Speaking of music players, used foobar for a while but I've moved over to AIMP since some time back now.

Has build in tag editor, file converter(Which is awesome) and very customizable. If you still manage all your audio files I'd recommend giving it a go.






						AIMP
					

AIMP : Free Audio Player : Официальный сайт программы




					www.aimp.ru


----------



## ManicTherapsid (Jan 9, 2021)

I still use an early 2000's version of WinAmp.


----------



## SnowBorne (Jan 20, 2021)

Aida64
crystaldiskinfo
Cinema 4d
Adobe after effects 
Adobe photoshop
uTorrent
gimp
wireshark
openoffice
bluestacks
steam
Kerkythea
mine imator
speccy 
ifunbox
3utools
teamviewer
paint.net
vlc media player 
imageglass
winrar
cdburnerxp
ultravnc
resolve
flexhex
hypercam 2
gyazo
cpu z
firealpaca
kaspersky vpn
krita
audacity
krita


----------



## Zhalo (Jan 29, 2021)

Telegram is pretty good if you haven't tried it! 
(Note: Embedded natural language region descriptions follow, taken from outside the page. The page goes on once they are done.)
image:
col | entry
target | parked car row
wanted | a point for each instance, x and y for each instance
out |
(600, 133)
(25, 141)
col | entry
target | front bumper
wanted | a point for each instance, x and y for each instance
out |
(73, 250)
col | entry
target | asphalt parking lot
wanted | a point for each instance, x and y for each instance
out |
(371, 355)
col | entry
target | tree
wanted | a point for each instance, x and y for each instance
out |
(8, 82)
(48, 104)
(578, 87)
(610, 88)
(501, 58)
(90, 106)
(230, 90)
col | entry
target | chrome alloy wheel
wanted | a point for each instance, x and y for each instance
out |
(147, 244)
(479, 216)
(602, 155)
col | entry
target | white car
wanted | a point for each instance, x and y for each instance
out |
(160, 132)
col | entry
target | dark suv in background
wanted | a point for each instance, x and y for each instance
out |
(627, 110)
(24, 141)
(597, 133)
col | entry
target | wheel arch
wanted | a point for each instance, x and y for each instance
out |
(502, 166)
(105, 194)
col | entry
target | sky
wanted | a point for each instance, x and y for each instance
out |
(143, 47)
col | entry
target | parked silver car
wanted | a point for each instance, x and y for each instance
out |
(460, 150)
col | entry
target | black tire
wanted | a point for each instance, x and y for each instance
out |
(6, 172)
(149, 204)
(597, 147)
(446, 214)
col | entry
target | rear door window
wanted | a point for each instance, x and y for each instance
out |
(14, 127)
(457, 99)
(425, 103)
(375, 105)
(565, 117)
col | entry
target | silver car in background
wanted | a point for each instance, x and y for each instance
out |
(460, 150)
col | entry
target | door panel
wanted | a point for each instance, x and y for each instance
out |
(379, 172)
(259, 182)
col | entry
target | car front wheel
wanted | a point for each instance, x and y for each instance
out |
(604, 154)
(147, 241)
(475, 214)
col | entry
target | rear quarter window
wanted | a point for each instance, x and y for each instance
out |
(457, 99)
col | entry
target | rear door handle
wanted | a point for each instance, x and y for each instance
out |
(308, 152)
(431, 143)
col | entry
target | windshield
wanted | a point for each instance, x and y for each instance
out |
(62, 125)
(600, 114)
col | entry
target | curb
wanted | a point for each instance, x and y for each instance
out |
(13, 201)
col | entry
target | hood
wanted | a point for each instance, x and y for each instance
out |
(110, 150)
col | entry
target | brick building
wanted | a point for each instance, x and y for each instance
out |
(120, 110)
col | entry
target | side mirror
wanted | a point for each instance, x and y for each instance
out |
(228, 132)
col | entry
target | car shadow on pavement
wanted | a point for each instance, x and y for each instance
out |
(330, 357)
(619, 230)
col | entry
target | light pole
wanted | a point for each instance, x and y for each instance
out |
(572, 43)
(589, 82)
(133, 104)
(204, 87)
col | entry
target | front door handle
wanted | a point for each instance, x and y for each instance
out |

if you have an android Telegram X is a fork of the regular Telegram client that I think is a bit better. It may be on iOS too, but not sure.


----------



## .Antho (Jan 29, 2021)

For all my Linux peeps, Legendary is a new free and open source launcher for your Epic Game Store games made for Linux, with plans to add features like a automatic freebie grabber and such. Supports the use of Proton on your EGS games, too, so compatibility may be quite a bit better than trying to use Lutris.


----------



## Couratiel (Jan 29, 2021)

GIMP, a free program that bears resemblance to Photoshop. It's possible to animate with it and it's easy to download or make custom brushes. 

FireAlpaca is also another free art program (I think it's still around and free anyway)


----------



## .Antho (Jan 29, 2021)

Actually, I've got a few more.

Lutris, as I mentioned before, is a program for Linux that allows you to congregate all of your games from all your libraries in one place, even down to providing cores for emulation. It also allows you to easily install games with it's hive-mind community run install base, ensuring the best configurations are the ones you're using.

Izabela is a great little piece of software that allows you to use virtual audio cables to use a text-to-speech system in games and other communicative applications. This is great for goofing around or use by people who have problems speaking due to disabilities. It also allows you to do things like, say, delay the message and press hold a key before playing the message in case a particular program utilizes press-to-talk. It's a awesome piece of software, highly recommended.


----------